Currently, the Board has 10 Independent Trustees and 2 Non-Independent Trustees. If the five nominees are elected, the Board will comprise 12 Independent Trustees and 2 Non-Independent Trustees, maintaining a strong majority of independent oversight.
What is the significance of all trustees being shareholder-elected for John Hancock Collateral Trust?
If all five nominees are elected, all 14 trustees on the Board will have been elected by shareholders. This allows the Board to appoint additional trustees to fill future vacancies without requiring a shareholder vote until the number of elected trustees drops below two-thirds of all trustees, streamlining governance.
Where can I find the proxy materials for the John Hancock Collateral Trust shareholder meeting?
The proxy statement for the John Hancock Collateral Trust shareholder meeting is available online at https://www.jhinvestments.com/resources/all-resources/fund-documents/proxy-documents/john-hancock-election-of-trustees-proxy-statement. Shareholders can also request a copy of the most recent annual and semi-annual reports by calling 800-225-5291.
Industry Context
The John Hancock Collateral Trust operates within the broader investment trust industry, which is characterized by a wide array of specialized funds catering to diverse investor needs. This sector is highly competitive, with numerous asset managers offering mutual funds, ETFs, and other pooled investment vehicles. Key industry trends include a growing demand for passively managed funds, increasing regulatory scrutiny, and a continuous drive for cost efficiency and technological innovation in fund administration and distribution.
Regulatory Implications
The election of trustees is a standard governance procedure governed by securities regulations. Ensuring a properly constituted board with a sufficient number of independent members is crucial for compliance with corporate governance best practices and regulatory expectations. Any changes to the board structure or composition are subject to disclosure requirements, and the process must adhere to the rules set forth by the SEC.
What Investors Should Do
- Vote on the election of five trustees.
- Vote promptly by mail, phone, or internet.
Key Dates
- 2025-11-12: Special Joint Meeting of Shareholders — Shareholders will vote on the election of five trustees to the Board of Trustees.

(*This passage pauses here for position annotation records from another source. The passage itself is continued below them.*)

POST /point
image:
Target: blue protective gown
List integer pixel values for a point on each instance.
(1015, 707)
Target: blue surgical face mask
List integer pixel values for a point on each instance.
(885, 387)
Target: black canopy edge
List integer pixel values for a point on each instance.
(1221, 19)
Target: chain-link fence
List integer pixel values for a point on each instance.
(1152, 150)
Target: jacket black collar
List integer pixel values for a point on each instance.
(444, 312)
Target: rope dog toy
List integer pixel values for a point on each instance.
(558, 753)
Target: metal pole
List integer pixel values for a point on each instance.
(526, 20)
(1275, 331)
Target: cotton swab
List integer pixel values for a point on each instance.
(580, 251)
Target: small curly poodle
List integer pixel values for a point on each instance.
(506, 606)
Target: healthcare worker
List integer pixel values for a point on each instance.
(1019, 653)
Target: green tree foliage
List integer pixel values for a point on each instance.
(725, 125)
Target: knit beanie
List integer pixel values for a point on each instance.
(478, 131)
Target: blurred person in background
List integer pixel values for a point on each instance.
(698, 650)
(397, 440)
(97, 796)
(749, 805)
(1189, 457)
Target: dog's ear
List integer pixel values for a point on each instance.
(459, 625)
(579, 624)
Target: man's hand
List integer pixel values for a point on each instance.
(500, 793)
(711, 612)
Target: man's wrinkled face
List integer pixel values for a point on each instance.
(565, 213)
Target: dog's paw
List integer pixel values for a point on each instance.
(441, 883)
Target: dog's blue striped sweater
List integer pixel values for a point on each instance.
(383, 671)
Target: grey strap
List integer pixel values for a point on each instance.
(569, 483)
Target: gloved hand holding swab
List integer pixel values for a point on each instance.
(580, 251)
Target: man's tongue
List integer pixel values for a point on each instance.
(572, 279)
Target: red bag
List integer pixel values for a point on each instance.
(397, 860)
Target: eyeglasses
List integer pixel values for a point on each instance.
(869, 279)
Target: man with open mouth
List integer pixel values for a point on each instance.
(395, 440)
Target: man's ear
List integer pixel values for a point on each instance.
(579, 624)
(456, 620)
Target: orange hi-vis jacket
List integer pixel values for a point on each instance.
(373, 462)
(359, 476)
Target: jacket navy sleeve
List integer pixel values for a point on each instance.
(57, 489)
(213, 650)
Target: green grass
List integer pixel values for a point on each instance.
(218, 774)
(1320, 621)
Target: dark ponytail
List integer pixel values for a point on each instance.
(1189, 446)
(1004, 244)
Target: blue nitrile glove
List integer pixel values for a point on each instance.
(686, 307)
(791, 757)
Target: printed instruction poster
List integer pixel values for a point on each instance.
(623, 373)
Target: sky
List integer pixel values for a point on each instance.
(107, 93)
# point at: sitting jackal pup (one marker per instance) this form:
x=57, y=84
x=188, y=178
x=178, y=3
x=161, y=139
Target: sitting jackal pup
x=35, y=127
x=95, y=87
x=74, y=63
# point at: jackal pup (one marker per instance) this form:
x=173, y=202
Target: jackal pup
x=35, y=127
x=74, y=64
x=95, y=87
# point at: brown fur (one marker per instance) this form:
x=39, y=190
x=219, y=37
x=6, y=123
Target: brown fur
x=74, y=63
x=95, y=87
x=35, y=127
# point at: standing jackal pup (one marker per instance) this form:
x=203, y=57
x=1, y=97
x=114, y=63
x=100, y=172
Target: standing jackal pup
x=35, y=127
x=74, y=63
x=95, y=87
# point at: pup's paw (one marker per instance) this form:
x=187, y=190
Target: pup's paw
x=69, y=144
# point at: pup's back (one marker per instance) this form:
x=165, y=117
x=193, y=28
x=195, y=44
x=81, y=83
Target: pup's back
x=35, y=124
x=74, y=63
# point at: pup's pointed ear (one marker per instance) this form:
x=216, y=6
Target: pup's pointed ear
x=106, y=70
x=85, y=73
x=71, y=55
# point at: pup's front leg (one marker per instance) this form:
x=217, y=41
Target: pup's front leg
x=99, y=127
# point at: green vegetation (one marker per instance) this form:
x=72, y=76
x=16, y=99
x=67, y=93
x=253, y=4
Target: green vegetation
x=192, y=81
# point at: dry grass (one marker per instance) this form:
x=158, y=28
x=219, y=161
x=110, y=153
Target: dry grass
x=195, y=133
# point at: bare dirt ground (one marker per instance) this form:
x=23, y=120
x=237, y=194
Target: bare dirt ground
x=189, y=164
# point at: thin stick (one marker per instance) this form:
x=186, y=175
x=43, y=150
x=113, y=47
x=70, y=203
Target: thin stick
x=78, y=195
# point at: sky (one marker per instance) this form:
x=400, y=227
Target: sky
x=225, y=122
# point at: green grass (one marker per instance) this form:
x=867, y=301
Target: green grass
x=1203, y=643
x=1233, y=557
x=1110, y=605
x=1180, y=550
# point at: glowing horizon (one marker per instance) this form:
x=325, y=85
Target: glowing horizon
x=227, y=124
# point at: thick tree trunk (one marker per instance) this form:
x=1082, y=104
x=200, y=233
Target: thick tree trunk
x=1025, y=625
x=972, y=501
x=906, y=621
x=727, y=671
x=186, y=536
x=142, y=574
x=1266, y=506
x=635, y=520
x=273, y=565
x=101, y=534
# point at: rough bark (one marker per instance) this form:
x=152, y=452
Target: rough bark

- 2025-08-27: Record Date for shareholder voting eligibility — Shareholders of record on this date are entitled to vote at the meeting.
- 2025-09-15: Date of Proxy Statement mailing — Indicates when shareholders received the official notice and proxy materials.
Glossary
- DEF 14A
- A filing required by the U.S. Securities and Exchange Commission (SEC) by companies that are required to file periodic reports with the SEC. It contains information about the solicitation of proxies for annual or special meetings of shareholders. (This document is the proxy statement for the John Hancock Collateral Trust and related trusts, detailing the proposals for shareholder vote.)
- Trustee
- A member of the Board of Trustees responsible for overseeing the management and affairs of the trust. (The primary purpose of the shareholder meeting is to elect five trustees to the Board.)
- Proxy Statement
- A document that the SEC requires companies to provide to shareholders before a shareholder meeting. It contains information about the matters to be voted on, including director nominations and executive compensation. (This document is the proxy statement for the John Hancock Collateral Trust and related trusts, detailing the proposals for shareholder vote.)
- Independent Trustee
- A trustee who has no material relationship with the company, other than serving as a trustee. (The proposal includes the election of both independent and non-independent trustees, with a focus on increasing the number of independent trustees.)
- Non-Independent Trustee
- A trustee who has a material relationship with the company, such as being an employee or having a business relationship. (The proposal includes the election of both independent and non-independent trustees.)
Year-Over-Year Comparison
This filing is a proxy statement for a special joint meeting of shareholders focused on the election of trustees. As such, it does not contain comparative financial data like revenue or net income from a previous fiscal year. The primary change highlighted is the proposed expansion of the Board of Trustees from 12 to 14 members, with an increase in independent trustees, to ensure all trustees are shareholder-elected and to provide flexibility in filling future vacancies.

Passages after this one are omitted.